To the extent the Court finds GuideOne’s pleadings to be deficient, GuideOne seeks
leave to amend or supplement pursuant to Fed. R. Civ. P. 15(a)(2).
On September 8, 2008, fire damaged the Spring Valley Academy (“the school”), a
private school with students from kindergarten through twelfth grade. (Id. at 2). The
Ohio Conference Association of Seventh-Day Adventists Church (“OCSDA”) owned the
school. (Id.) At the time of the fire, Plaintiff GuideOne insured OCSDA under a
commercial property policy and this policy covered OCSDA’s loss arising from the fire
on September 8, 2008. (Id. at 3-5).
Following the fire, without GuideOne’s authorization, OCSDA contracted with
Synergy for immediate construction remediation to ensure the safety of the building and
to avoid additional damages. (Id.) OCSDA also contracted with Sill to appraise and
adjust the repair and replacement of OCSDA’s loss. (Id.) In October 2008, upon Sill’s
approval and advice, and without GuideOne’s authorization or approval, OCSDA entered
into a second agreement with Synergy to perform additional work at the school. (Id.)
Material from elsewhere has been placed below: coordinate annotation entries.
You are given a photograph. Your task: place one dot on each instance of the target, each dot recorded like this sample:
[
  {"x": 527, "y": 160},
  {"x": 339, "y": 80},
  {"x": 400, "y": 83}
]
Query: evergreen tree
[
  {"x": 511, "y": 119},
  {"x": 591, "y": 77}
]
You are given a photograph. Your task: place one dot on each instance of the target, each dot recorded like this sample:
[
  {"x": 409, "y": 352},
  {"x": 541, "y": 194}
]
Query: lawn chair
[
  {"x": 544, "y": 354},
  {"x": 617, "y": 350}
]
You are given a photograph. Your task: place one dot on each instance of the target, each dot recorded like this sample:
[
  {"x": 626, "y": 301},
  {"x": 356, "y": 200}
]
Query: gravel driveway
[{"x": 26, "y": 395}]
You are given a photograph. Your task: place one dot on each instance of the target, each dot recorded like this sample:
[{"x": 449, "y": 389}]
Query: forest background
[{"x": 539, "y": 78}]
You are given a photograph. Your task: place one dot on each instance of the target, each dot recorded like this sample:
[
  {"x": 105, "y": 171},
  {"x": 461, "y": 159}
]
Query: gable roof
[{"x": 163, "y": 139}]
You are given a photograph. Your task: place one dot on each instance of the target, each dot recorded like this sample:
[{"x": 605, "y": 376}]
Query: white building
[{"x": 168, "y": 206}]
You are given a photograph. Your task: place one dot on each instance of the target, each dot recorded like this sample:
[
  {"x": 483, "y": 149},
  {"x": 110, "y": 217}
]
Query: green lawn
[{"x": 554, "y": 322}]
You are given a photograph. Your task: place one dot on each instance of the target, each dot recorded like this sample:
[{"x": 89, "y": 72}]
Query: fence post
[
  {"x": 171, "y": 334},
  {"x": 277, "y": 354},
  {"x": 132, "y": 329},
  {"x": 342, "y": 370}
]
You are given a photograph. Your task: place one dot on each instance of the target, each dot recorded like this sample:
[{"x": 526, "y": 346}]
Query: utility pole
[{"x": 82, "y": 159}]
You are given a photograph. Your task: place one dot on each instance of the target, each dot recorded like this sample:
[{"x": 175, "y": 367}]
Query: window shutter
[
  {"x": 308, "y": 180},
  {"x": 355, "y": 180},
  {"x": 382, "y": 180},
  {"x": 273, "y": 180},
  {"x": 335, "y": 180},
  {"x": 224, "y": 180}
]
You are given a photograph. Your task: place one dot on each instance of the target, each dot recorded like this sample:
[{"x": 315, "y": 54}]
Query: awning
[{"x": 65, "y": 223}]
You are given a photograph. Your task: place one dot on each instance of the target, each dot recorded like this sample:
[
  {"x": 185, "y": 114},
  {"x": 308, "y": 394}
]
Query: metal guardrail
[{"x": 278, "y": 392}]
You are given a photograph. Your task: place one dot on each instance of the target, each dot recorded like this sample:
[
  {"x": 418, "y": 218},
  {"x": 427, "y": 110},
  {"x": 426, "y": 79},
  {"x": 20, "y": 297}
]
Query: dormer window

This work included design, demolition, reconstruction, repair and replacement of fire
damaged portions of the school building. (Id.)
In November 2008, GuideOne requested that Synergy cease and desist from
construction and demolition at the school that was not reasonable and necessary to protect
the property from further damage. (Id. at 5-6). In December 2008, GuideOne notified
OCSDA and Sill of its intent to repair, rebuild, or replace the lost or damaged property.
(Id. at 6). GuideOne’s intent to this extent was later communicated to Synergy. (Id.)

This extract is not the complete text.